No hay duda de ello, y como lo
sugiere Maurice Duverger, lo que llamamos democracia pivota sobre un sistema de
valores subyacentes que la justifican y que se recogen en el artículo 1° de la
Declaración de los derechos del hombre y del ciudadano, proclamada por los
franceses en 1789: Todos los hombres nacen y permanecen libres e iguales en
derechos. Si en verdad deseamos construir un genuino orden democrático, esos
valores deben inspirar y permanecer vigentes en todas las relaciones sociales,
incluyendo, desde luego, el contrato social.
Una vez contestes en esto, podemos
pues negociar proyectos, fórmulas, pero respetando siempre la razón de ser de
todo gobierno, como lo es la concesión a sus ciudadanos de lo único que puede –
y debe - ocuparse, su calidad de vida.
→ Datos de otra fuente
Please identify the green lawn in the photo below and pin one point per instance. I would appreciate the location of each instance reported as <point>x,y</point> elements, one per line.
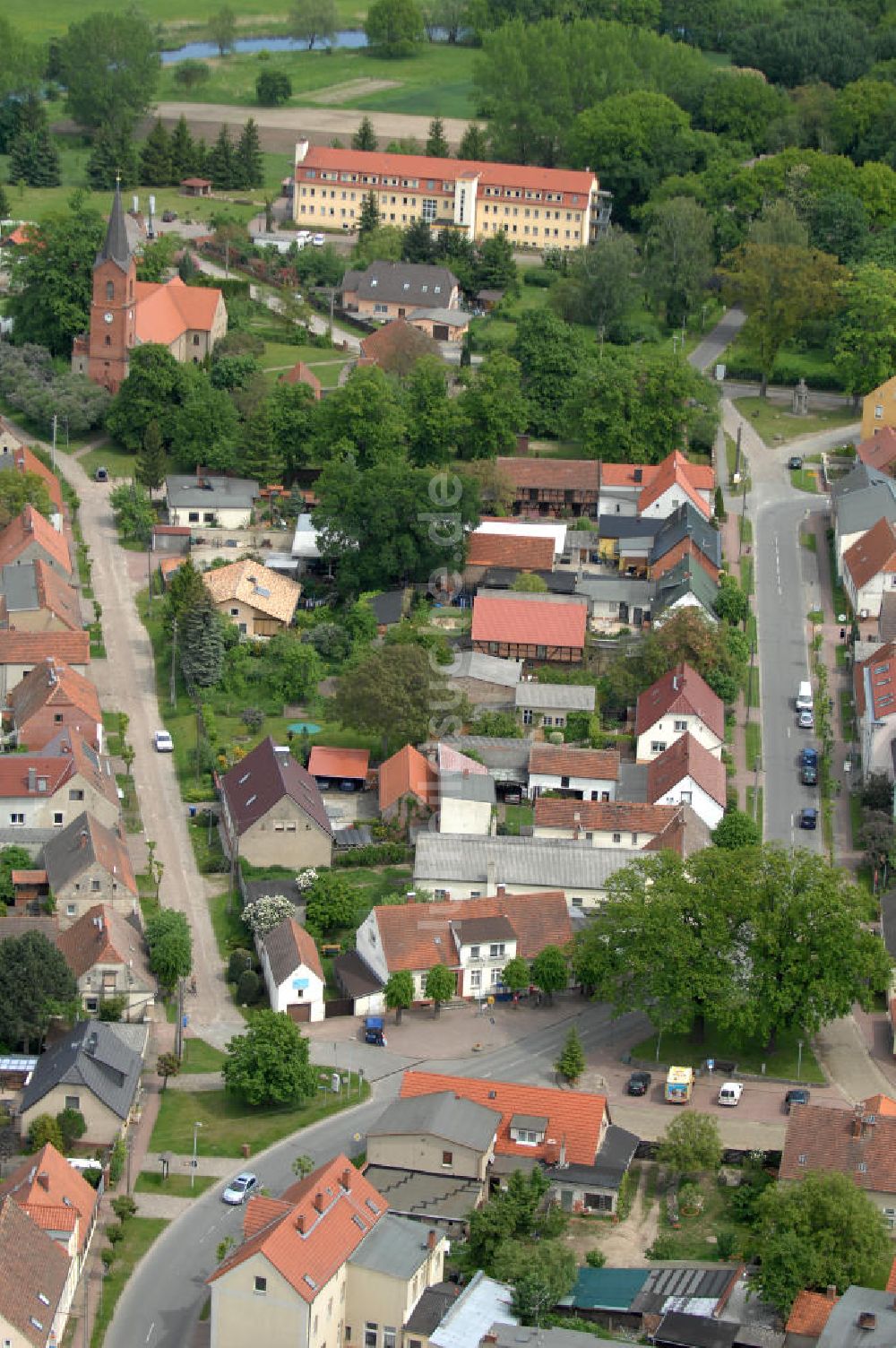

Los gobiernos no otorgan felicidad a sus
gobernados por la simple razón de que la felicidad es un tema que atañe a la
intimidad del individuo y por tanto, escapa de las competencias del Estado.
Descartadas las utopías, las partes pueden entonces centrar sus negociaciones
en la creación de mecanismos eficiente para generar y asegurar la mayor
prosperidad posible a los ciudadanos. No olvidemos, la democracia supone un
permanente diálogo y desde luego, recíprocas concesiones.
Ese pacto para la gobernabilidad
debe incluir, tal como lo hizo el de Puntofijo, un programa mínimo común que
asegure la transición de un modelo fallido a otro eficaz. Sabemos que ese
programa exigirá de la gente cuotas de sacrificio, sobre las cuales, urge dialogar,
pero ése ya es tema de otro análisis.